French, Wolof in Senegal

Eating Out

Three people seated, looking at menus at a restaurant

There are many traditional and non-traditional options for eating out in Senegal. Local restaurants are called tangana. Literally translated “hard and spicy,” tangana are informal places to go to enjoy a freshly roasted piece of meat. Traditionally, a chef is situated in a central location with a ready fire, and he will be grilling lamb that is served in a bowl. One will also find fish and rice dishes as well. Seating in the tangana is communal. One sits on benches at the table and shares the food with whomever else is in the restaurant. Traditionally, Senegalese do not use utensils but rather eat with their hands directly from a communal bowl.

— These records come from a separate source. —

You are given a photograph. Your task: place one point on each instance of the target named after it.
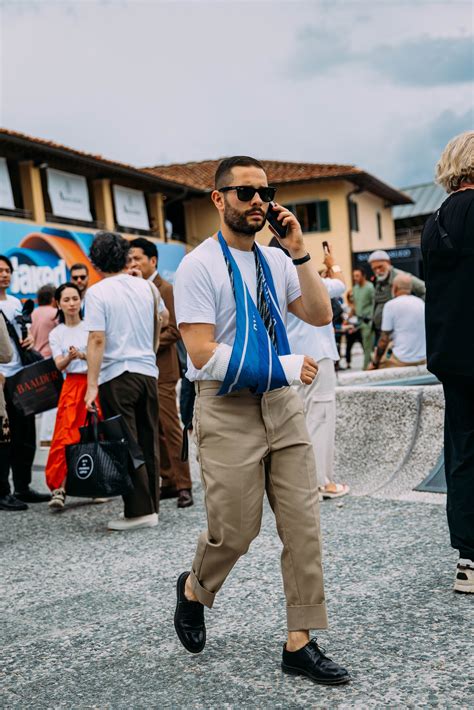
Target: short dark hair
(7, 262)
(57, 296)
(223, 172)
(76, 267)
(109, 252)
(45, 294)
(147, 247)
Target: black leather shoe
(185, 498)
(311, 662)
(9, 502)
(189, 619)
(168, 492)
(32, 496)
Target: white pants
(319, 400)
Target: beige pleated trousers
(249, 444)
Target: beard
(238, 222)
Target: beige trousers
(319, 401)
(249, 444)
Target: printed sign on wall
(6, 194)
(43, 255)
(130, 207)
(69, 195)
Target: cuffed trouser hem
(205, 597)
(302, 618)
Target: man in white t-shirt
(121, 315)
(402, 341)
(19, 454)
(250, 443)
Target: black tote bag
(35, 388)
(97, 468)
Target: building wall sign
(130, 208)
(69, 195)
(6, 194)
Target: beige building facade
(373, 229)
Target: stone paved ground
(87, 616)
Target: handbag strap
(156, 320)
(92, 421)
(14, 336)
(441, 230)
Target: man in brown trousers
(175, 474)
(232, 299)
(122, 317)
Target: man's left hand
(28, 342)
(91, 396)
(293, 241)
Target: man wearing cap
(384, 274)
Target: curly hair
(109, 252)
(456, 164)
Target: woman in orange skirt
(68, 342)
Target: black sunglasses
(246, 192)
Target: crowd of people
(259, 326)
(99, 337)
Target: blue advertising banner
(42, 255)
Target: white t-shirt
(11, 307)
(318, 342)
(122, 306)
(404, 316)
(203, 292)
(62, 337)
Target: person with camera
(232, 298)
(448, 256)
(22, 447)
(363, 295)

In a communal eating situation, it is important for a visitor to understand and follow some basic rules of Senegalese etiquette. If one is uncertain, it is best to ask before proceeding in a wrong way. When eating communally, there is a particular way of cleansing the hands before eating. As well, when eating rice, there is a way that the rice is formed into a ball and carried to the mouth without spreading germs or creating a mess. One should absolutely never eat with the left hand unless there is a severe disability or other equally critical reason to do so.

There are more formal and westernized restaurants in Senegal, where a combination of Senegalese and French cuisine is served. These restaurants often serve European dishes prepared in a Senegalese way. Seating arrangements are westernized, with separate tables set with forks and knives. The waiter takes the order and brings individual dishes to each person.

Since the Senegalese prize their own cuisine to such a high degree, there is little market for international restaurants; international restaurants exist predominantly for travelers. One can find Thai, Indian and Turkish restaurants as well as French and Middle Eastern. Numerous Lebanese fast food restaurants serve freshly grilled lamb or beef wrapped inphyllo dough with peppers, onions and Senegalese spice. There is also a Middle Eastern fast food chain where one can buy rich, delicious homemade hamburgers.